When you’re hunting While browsing real estate listings for a up-to-date home in Franklin, Tennessee, you come across a vertical video showing wide-ranging rooms with a four-poster bed, a fully stocked wine cellar, and a soaking tub. In the corner of the video, a smiling real estate agent walks through your dream home in a soothing tone. It looks perfect – maybe a little too perfect.
Hook? Everything in the video was generated by artificial intelligence. The property is completely empty, and the luxurious furniture is the result of virtual staging. The intermediary’s voice and facial expressions were born from text prompts. Even the tardy panning of the camera through each room is controlled by artificial intelligence because no video camera was actually involved.
Any real estate agent can create “exactly this at home, in minutes,” says Alok Gupta, a former product manager at Facebook and software engineer at Snapchat who co-founded Automatic reelan application that allows real estate agents to turn photos from real estate listings into videos. He said between 500 and 1,000 up-to-date listing videos are created every day using AutoReel, and real estate agents across the United States and even in Novel Zealand and India are using the technology to promote thousands of properties.
It is one of many AI tools, including better known ones such as OpenAI’s ChatGPT and Google’s Gemini, that are rapidly transformation of the real estate industry into something that isn’t necessarily, well, true.

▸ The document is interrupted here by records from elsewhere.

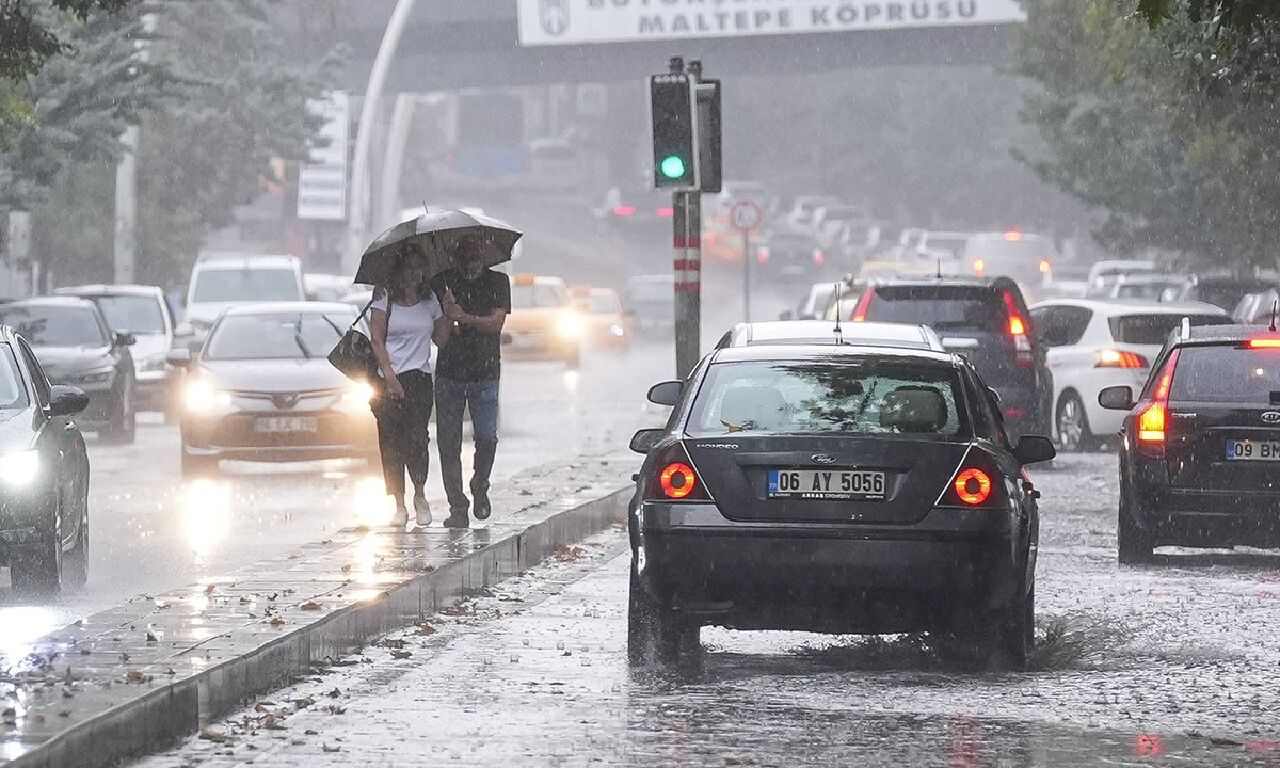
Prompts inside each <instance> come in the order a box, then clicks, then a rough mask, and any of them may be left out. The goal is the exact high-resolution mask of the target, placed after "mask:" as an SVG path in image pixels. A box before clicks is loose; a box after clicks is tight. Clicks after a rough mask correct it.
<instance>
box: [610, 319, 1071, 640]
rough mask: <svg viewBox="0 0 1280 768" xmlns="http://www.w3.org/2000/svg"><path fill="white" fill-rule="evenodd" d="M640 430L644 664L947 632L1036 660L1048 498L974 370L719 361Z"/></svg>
mask: <svg viewBox="0 0 1280 768" xmlns="http://www.w3.org/2000/svg"><path fill="white" fill-rule="evenodd" d="M649 399H650V401H652V402H654V403H659V404H669V406H673V412H672V416H671V420H669V422H668V425H667V428H666V429H654V430H641V431H640V433H636V435H635V436H634V438H632V442H631V448H632V449H634V451H639V452H645V453H646V458H645V461H644V466H643V467H641V470H640V472H639V475H636V493H635V497H634V499H632V502H631V506H630V515H628V518H627V520H628V532H630V544H631V552H632V566H631V582H630V609H628V617H627V631H628V655H630V659H631V662H632V663H637V664H648V663H654V662H657V663H668V662H675V660H680V659H681V658H682V657H684V655H686V654H687V653H690V652H694V650H695V649H696V648H698V640H699V632H700V628H701V627H703V626H709V625H716V626H723V627H728V628H736V630H804V631H814V632H828V634H897V632H920V631H929V632H934V634H937V635H940V636H941V637H942V639H946V640H943V641H942V643H940V645H947V644H948V643H950V641H951V640H954V641H955V644H954V648H956V649H957V650H961V652H963V653H964V655H965V657H968V658H973V659H974V660H982V662H987V663H991V662H996V663H1001V664H1011V666H1020V664H1021V663H1024V662H1025V659H1027V654H1028V653H1029V652H1030V648H1032V644H1033V634H1032V632H1033V626H1034V612H1036V552H1037V543H1038V536H1039V532H1038V531H1039V518H1038V506H1037V497H1038V493H1037V492H1036V490H1034V489H1033V488H1032V485H1030V481H1029V480H1028V476H1027V475H1025V472H1024V467H1025V465H1029V463H1034V462H1038V461H1047V460H1050V458H1052V457H1053V445H1052V443H1051V442H1050V440H1048V439H1047V438H1044V436H1037V435H1028V436H1024V438H1021V439H1020V440H1019V442H1018V443H1016V444H1011V443H1010V440H1009V436H1007V433H1006V430H1005V428H1004V424H1002V417H1001V415H1000V411H998V408H997V407H996V397H995V394H993V393H992V392H991V390H989V389H988V388H987V385H986V384H983V383H982V376H980V374H979V372H978V370H977V369H975V367H974V366H973V365H972V364H970V362H968V361H966V360H965V358H964V357H961V356H959V355H952V353H946V352H936V351H929V349H888V348H869V347H841V346H835V344H829V346H812V347H790V346H788V347H737V348H727V349H718V351H716V352H713V353H710V355H709V356H707V357H705V358H703V361H701V362H700V364H699V366H698V367H696V369H695V370H694V371H692V372H691V374H690V376H689V378H687V379H686V380H685V381H666V383H662V384H658V385H655V387H653V388H652V389H650V392H649Z"/></svg>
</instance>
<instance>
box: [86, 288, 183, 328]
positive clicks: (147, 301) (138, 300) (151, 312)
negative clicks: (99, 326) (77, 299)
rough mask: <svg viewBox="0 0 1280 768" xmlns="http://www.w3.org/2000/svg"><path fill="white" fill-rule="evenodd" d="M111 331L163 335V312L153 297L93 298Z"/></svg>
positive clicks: (113, 297) (136, 296)
mask: <svg viewBox="0 0 1280 768" xmlns="http://www.w3.org/2000/svg"><path fill="white" fill-rule="evenodd" d="M93 303H96V305H97V308H100V310H102V315H104V316H105V317H106V324H108V325H110V326H111V329H113V330H127V332H129V333H136V334H150V333H164V332H165V328H164V310H163V308H160V300H157V298H155V297H154V296H95V297H93Z"/></svg>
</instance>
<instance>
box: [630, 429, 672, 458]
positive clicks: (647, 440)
mask: <svg viewBox="0 0 1280 768" xmlns="http://www.w3.org/2000/svg"><path fill="white" fill-rule="evenodd" d="M664 434H666V430H662V429H641V430H640V431H637V433H636V434H634V435H631V445H630V448H631V449H632V451H635V452H636V453H649V452H650V451H653V448H654V445H657V444H658V443H659V442H660V440H662V435H664Z"/></svg>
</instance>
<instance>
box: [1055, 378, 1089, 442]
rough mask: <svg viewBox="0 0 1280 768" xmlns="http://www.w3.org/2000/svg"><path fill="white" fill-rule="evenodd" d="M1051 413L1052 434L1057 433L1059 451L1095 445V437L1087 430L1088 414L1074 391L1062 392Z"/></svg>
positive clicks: (1083, 406) (1077, 394) (1082, 403)
mask: <svg viewBox="0 0 1280 768" xmlns="http://www.w3.org/2000/svg"><path fill="white" fill-rule="evenodd" d="M1053 413H1055V420H1053V434H1055V435H1057V447H1059V449H1060V451H1064V452H1083V451H1093V449H1094V448H1096V447H1097V438H1094V436H1093V433H1092V431H1091V430H1089V415H1088V412H1087V411H1085V410H1084V401H1082V399H1080V396H1079V394H1076V393H1074V392H1069V393H1066V394H1064V396H1062V397H1061V398H1060V399H1059V402H1057V408H1056V410H1055V411H1053Z"/></svg>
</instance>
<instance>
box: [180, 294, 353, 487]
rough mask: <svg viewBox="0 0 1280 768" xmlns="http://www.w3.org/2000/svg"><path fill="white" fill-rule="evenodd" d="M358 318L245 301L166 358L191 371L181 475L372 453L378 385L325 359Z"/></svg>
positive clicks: (186, 384)
mask: <svg viewBox="0 0 1280 768" xmlns="http://www.w3.org/2000/svg"><path fill="white" fill-rule="evenodd" d="M355 321H356V310H353V308H352V307H351V306H349V305H346V303H328V302H317V301H316V302H279V303H265V305H248V306H243V307H236V308H230V310H227V311H225V312H223V315H221V317H219V319H218V321H216V323H214V326H212V328H211V329H210V332H209V337H207V339H206V340H205V343H204V346H201V348H200V351H198V352H197V353H195V355H192V352H191V351H188V349H174V351H173V352H170V353H169V361H170V362H172V364H173V365H175V366H178V367H182V369H184V370H186V371H187V375H186V379H184V383H183V388H184V390H183V410H182V448H180V449H182V470H183V472H184V474H188V475H189V474H211V472H212V471H215V470H216V468H218V466H219V462H220V461H223V460H239V461H273V462H279V461H308V460H325V458H365V460H371V458H374V457H376V454H378V430H376V425H375V422H374V416H372V413H371V412H370V408H369V401H370V399H371V398H372V397H374V389H372V387H371V385H370V383H362V381H352V380H349V379H347V378H346V376H344V375H343V374H340V372H339V371H338V369H335V367H333V365H330V364H329V360H328V355H329V352H330V351H332V349H333V348H334V346H335V344H337V343H338V339H339V338H342V335H343V334H344V333H346V332H347V329H348V328H349V326H351V325H352V323H355Z"/></svg>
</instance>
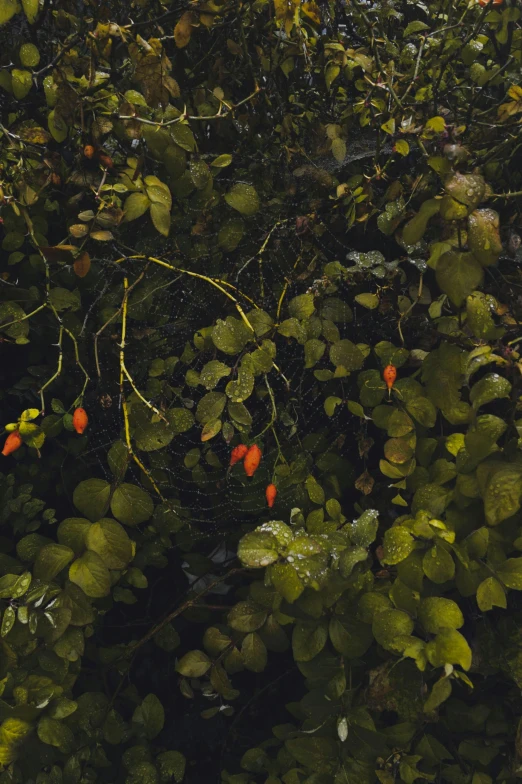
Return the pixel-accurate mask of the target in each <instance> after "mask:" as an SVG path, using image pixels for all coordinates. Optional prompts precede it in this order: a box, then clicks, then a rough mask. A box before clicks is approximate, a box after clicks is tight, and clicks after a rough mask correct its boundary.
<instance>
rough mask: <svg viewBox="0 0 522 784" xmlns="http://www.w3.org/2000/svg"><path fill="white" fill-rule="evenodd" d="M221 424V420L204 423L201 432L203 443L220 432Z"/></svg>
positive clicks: (210, 420)
mask: <svg viewBox="0 0 522 784" xmlns="http://www.w3.org/2000/svg"><path fill="white" fill-rule="evenodd" d="M222 424H223V423H222V422H221V419H209V420H208V421H207V422H205V424H204V425H203V430H202V431H201V440H202V441H203V442H205V441H210V440H211V439H212V438H214V437H215V436H217V434H218V433H219V432H220V430H221V427H222Z"/></svg>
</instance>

“I’ve attended several conferences over the last few weeks and, anecdotally speaking, we ask 100 people in the room how much they use AI and I say 80 to 90 percent of people raise their hand,” says Dan Weisman, director of innovation strategy at the National Association of Realtors, the largest real estate association in the U.S. “We are seeing a huge increase in the number of people using this solution.”
Like most industries, the industry’s biggest names are rushing to adopt a wave of generative AI products, making gigantic promises to raise productivity, lower costs, and revolutionize every aspect of the consumer experience. But when it comes to renting or buying a home, which is typically the most costly part of adult life, the exploit of AI-generated photos, videos and listing descriptions can make the process even riskier.
Elizabeth, a rural Michigan homeowner who didn’t want to exploit her last name for privacy reasons, monitors local real estate listings to stay up to date on the value of her home.